First you need to close all pop-ups that are currently open.
- If the pop-up has a checkbox named “Don’t show more alerts from this webpage” click on the checkbox before closing the Ad.
- If a Block Alerts button happens to appear after you shut down a pop-up on your iPhone, iPad, or iPod touch tab that button to stop receiving alerts from the same page.
In case that a pop-up fails to close after performing the above operations:
- On your Mac you should make your Safari browser close forcibly by pressing Command-Option-Esc. Select Safari from the list of Apps and force close it. After you force close it you need to restart Safari, but please hold the shift button while it starts. This will prevent any pesky Ads from opening automatically.
- On your iPhone, iPad, or iPod touch you can do the same by pressing the home button twice in a quick succession. You’ll then see a preview of all apps that have been recently used. Swipe left to find Safari and then swipe up on the app’s preview to close it forcibly In order to prevent Safari from opening unwanted windows on startup go to Settings->Safari and Clear History, as well as Website Data.

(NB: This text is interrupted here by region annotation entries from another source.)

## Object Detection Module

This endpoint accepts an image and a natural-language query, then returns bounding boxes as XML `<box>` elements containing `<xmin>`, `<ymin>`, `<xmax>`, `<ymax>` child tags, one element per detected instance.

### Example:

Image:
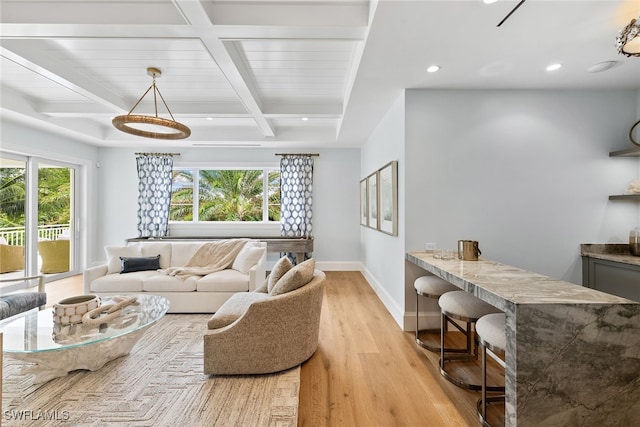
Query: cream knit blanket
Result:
<box><xmin>160</xmin><ymin>239</ymin><xmax>249</xmax><ymax>280</ymax></box>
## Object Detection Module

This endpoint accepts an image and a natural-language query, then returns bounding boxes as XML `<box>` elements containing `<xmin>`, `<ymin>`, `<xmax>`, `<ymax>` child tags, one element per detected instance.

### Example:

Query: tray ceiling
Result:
<box><xmin>0</xmin><ymin>0</ymin><xmax>640</xmax><ymax>148</ymax></box>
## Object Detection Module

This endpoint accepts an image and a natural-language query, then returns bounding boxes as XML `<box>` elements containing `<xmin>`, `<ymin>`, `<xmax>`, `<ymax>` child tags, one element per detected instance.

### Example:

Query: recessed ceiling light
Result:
<box><xmin>587</xmin><ymin>61</ymin><xmax>617</xmax><ymax>73</ymax></box>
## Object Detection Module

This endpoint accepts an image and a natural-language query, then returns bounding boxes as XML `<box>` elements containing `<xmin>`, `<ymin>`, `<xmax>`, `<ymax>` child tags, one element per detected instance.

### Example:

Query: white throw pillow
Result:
<box><xmin>104</xmin><ymin>245</ymin><xmax>141</xmax><ymax>274</ymax></box>
<box><xmin>231</xmin><ymin>244</ymin><xmax>264</xmax><ymax>274</ymax></box>
<box><xmin>267</xmin><ymin>255</ymin><xmax>293</xmax><ymax>293</ymax></box>
<box><xmin>269</xmin><ymin>258</ymin><xmax>316</xmax><ymax>296</ymax></box>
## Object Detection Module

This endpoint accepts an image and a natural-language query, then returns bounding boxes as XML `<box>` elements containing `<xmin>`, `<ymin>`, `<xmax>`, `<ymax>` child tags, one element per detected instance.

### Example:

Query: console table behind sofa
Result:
<box><xmin>127</xmin><ymin>236</ymin><xmax>313</xmax><ymax>263</ymax></box>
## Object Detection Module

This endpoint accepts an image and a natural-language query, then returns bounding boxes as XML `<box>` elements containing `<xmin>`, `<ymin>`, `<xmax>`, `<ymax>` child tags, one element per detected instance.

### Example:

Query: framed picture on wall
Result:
<box><xmin>360</xmin><ymin>178</ymin><xmax>369</xmax><ymax>226</ymax></box>
<box><xmin>378</xmin><ymin>160</ymin><xmax>398</xmax><ymax>236</ymax></box>
<box><xmin>367</xmin><ymin>171</ymin><xmax>378</xmax><ymax>230</ymax></box>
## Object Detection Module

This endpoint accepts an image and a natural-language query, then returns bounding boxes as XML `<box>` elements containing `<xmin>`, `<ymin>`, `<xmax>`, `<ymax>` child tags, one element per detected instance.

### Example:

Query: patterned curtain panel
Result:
<box><xmin>136</xmin><ymin>154</ymin><xmax>173</xmax><ymax>237</ymax></box>
<box><xmin>280</xmin><ymin>155</ymin><xmax>313</xmax><ymax>241</ymax></box>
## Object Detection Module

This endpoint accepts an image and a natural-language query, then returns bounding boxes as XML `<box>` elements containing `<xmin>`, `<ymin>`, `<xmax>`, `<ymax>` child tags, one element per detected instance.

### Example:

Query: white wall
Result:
<box><xmin>95</xmin><ymin>148</ymin><xmax>360</xmax><ymax>270</ymax></box>
<box><xmin>360</xmin><ymin>94</ymin><xmax>408</xmax><ymax>324</ymax></box>
<box><xmin>405</xmin><ymin>90</ymin><xmax>640</xmax><ymax>284</ymax></box>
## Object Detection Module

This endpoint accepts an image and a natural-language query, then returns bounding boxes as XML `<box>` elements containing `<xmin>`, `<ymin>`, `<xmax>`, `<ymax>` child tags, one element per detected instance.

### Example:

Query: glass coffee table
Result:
<box><xmin>0</xmin><ymin>295</ymin><xmax>169</xmax><ymax>383</ymax></box>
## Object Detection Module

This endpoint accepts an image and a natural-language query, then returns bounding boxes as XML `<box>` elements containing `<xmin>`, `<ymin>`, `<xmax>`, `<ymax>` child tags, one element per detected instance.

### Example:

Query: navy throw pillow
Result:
<box><xmin>120</xmin><ymin>254</ymin><xmax>160</xmax><ymax>274</ymax></box>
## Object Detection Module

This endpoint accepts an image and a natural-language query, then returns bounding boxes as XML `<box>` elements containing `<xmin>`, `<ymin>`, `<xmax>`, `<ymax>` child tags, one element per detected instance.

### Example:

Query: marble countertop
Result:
<box><xmin>406</xmin><ymin>251</ymin><xmax>639</xmax><ymax>311</ymax></box>
<box><xmin>580</xmin><ymin>243</ymin><xmax>640</xmax><ymax>266</ymax></box>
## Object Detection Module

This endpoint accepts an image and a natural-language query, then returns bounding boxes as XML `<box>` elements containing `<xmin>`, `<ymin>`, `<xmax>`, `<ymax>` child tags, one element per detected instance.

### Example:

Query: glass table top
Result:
<box><xmin>0</xmin><ymin>295</ymin><xmax>169</xmax><ymax>353</ymax></box>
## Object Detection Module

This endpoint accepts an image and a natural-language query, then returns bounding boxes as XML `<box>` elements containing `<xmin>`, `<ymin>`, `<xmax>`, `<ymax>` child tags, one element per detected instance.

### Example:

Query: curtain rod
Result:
<box><xmin>136</xmin><ymin>153</ymin><xmax>180</xmax><ymax>156</ymax></box>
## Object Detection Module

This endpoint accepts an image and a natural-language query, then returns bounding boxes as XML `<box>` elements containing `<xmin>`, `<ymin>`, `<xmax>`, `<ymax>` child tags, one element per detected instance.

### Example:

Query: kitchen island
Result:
<box><xmin>406</xmin><ymin>252</ymin><xmax>640</xmax><ymax>427</ymax></box>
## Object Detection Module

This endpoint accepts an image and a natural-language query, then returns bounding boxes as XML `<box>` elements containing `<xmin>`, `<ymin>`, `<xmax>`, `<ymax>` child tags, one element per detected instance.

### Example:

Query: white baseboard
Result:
<box><xmin>360</xmin><ymin>264</ymin><xmax>405</xmax><ymax>328</ymax></box>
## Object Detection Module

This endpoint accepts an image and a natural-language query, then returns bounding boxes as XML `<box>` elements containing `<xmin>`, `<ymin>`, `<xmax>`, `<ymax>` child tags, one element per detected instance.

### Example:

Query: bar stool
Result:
<box><xmin>438</xmin><ymin>291</ymin><xmax>504</xmax><ymax>391</ymax></box>
<box><xmin>476</xmin><ymin>313</ymin><xmax>507</xmax><ymax>427</ymax></box>
<box><xmin>413</xmin><ymin>275</ymin><xmax>460</xmax><ymax>353</ymax></box>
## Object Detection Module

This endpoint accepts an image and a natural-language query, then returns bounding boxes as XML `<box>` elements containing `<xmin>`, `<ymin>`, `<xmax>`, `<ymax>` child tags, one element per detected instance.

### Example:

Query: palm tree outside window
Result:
<box><xmin>169</xmin><ymin>168</ymin><xmax>280</xmax><ymax>222</ymax></box>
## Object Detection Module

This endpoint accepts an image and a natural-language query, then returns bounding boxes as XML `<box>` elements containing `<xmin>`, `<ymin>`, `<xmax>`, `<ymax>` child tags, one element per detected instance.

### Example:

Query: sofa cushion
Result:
<box><xmin>207</xmin><ymin>292</ymin><xmax>269</xmax><ymax>329</ymax></box>
<box><xmin>269</xmin><ymin>258</ymin><xmax>316</xmax><ymax>296</ymax></box>
<box><xmin>231</xmin><ymin>242</ymin><xmax>265</xmax><ymax>274</ymax></box>
<box><xmin>139</xmin><ymin>242</ymin><xmax>171</xmax><ymax>268</ymax></box>
<box><xmin>171</xmin><ymin>242</ymin><xmax>204</xmax><ymax>267</ymax></box>
<box><xmin>104</xmin><ymin>245</ymin><xmax>140</xmax><ymax>274</ymax></box>
<box><xmin>196</xmin><ymin>268</ymin><xmax>249</xmax><ymax>292</ymax></box>
<box><xmin>120</xmin><ymin>255</ymin><xmax>160</xmax><ymax>274</ymax></box>
<box><xmin>267</xmin><ymin>255</ymin><xmax>293</xmax><ymax>293</ymax></box>
<box><xmin>90</xmin><ymin>271</ymin><xmax>159</xmax><ymax>292</ymax></box>
<box><xmin>142</xmin><ymin>273</ymin><xmax>196</xmax><ymax>292</ymax></box>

This will also clear your browser history and cookies so keep that in mind and export them if you want to keep them.
Choose Preferences from the Safari menu. Then do the following:
- Select the Security icon and then click on “Block pop-up windows“. This should stop many types of pop-ups from appearing.
- Next check on your homepage and the settings for the search engines. Adware likes messing with those. We can not provide more specific instructions for this, as you may be using many different browsers.
- Select the General icon and look at the Homepage field. It should either be empty or filled with the address of the Homepage you want.
- Follow up on the Search icon. Again it should be either the default search engine or any that you have set for yourself. Note that in some versions of Safari these settings are found in the General panel/
Open Safari and click on the Extensions button. Note that Adware use extensions almost exclusively to inject the pop-up Ads into your browser. Any extension on this list that you do not remember installing yourself is likely planted there by the Adware. Remove ALL extensions you are unfamiliar with.